La sala grande del Teatro del Barrio está sucia. Acumula despojos, deshechos y anécdotas noctámbulas que no siempre pueden quedan enmarcadas entre risas y buenos momentos. Ha caído la noche y tres hombres salen a la luz. Su cometido es limpiar todo lo que tú no quieres ver. Su labor nocturna la realizan entre conversaciones marcadas por sus pasados, sus complicidades y algunas picardías que reverberan entre repeticiones y angustias dolorosas.
Los despiertos es un rincón oxidado, desdibujado y negado en nuestros pensamientos escrito y dirigido por José Troncoso, autor experto en voltear algunos focos y dirigirlos hacia figuras extraviadas, pero llenas de importancia en sus palabras y en sus mensajes sociales. Sus historias suele ser las más arrinconadas, traídas a primer término para darles un tratamiento y una reflexión que supura todo lo que duele. Y cómo se agradece.
Israel Frías, Luis Rallo y Alberto Berzal son un trío que, en su apariencia y mensaje, rinde homenaje a la profesión del barrendero, como el instalado en la plaza de Jacinto Benavente en forma de estatua, pero a la vez a una inmensa mayoría de trabajos invisibles que nos rodean. Sus rostros apayasados, desencajados entre la agonía y la carcajada, dan pie a numerosas ilustraciones cotidianas sobre las que no apartamos la vista gracias a unas magníficas interpretaciones que no dejan nada oculto dentro del paupérrimo paisaje en el que se alojan. La fortuna de esta pieza es verles en escena, arrastrar su desarmonía y disgusto por la vida que llevan, gracias a la que una vez llevaron, y llegar a vislumbrar la claridad del amanecer, quizás, encontrándonos a nosotros mismos en la basura, entre el sonido del papel de aluminio y el cepillo que no arrasa con nada.
En una nebulosa de poesía, esperpento, sabiduría callejera y sueños para cumplirse en cualquier escenario de luz, esta gente despierta son los trasnochadores que nos enseñan sus aspiraciones pasadas y nos ponen en tela de juicio la propia existencia humana, desde los desafíos vitales que hacen costra, pasando por la necesidad absurda de refugio en la risa diaria, hasta la penitencia de tener que trabajar para vivir, pero vivir, ¿cuándo?
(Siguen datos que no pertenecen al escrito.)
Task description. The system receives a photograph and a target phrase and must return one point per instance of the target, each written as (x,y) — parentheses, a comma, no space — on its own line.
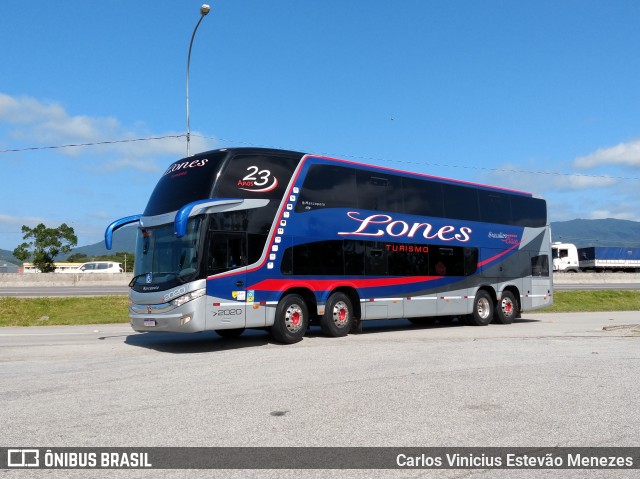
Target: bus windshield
(162,260)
El Finito, el Mediano y el Grande parecen limpiar, acaso recorrer la ciudad en penumbra desovillando su purga, acumulando tesoros que encuentran en la basura, pero que resultan inútiles en nuestra razón, como un reloj sin cuerda. Al fin y al cabo, ¿para qué quieres tú saber la hora?
En esta obra, todos los detalles barren en la misma dirección; el diseño de iluminación de Javier Ruiz de Alegría bailando en sintonía con los recuerdos de cada personaje, o la música original y el espacio sonoro de Mariano Marín, llenos de melancolía y del ritual que les acompaña cada día. El vestuario de Felisa Kosse y el tinte y ambientación del Taller María Calderón otorgan el factor de escondite en el que parecen querer guarecerse estas tres figuras, sobresaliendo con alevosía en puntos clave que nos hacen acercarnos más a ellos.
Lo limpiaremos todo, también nuestros pasos. No quedará ni rastro de lo que fuimos cuando ya no estemos. ¿A quién podría importarle? Y al día siguiente, todo limpio, como si nada hubiera pasado, como si ya los hubiéramos olvidado porque nunca estuvieron allí… ¿o sí?
Despiertos, podemos ver lo que soñáis, mientras lo limpiamos todo para que lo encontréis como nuevo al día siguiente. Un día y otro. Todo estará como nuevo, para que podáis volver a ensuciarlo con vuestra realidad del día a día. Un día y otro. Lo limpiaremos todo, también nuestros pasos. No quedará ni rastro de lo que fuimos cuando ya no estemos. ¿A quién podría importarle? Menos mal que nos queda la risa. Y juntos, soñando despiertos, con lo que podría haber sido, parece que el tiempo pasara un poco más deprisa. Y al final, incluso después de las noches más largas, un día y otro, siempre vuelve a salir el sol.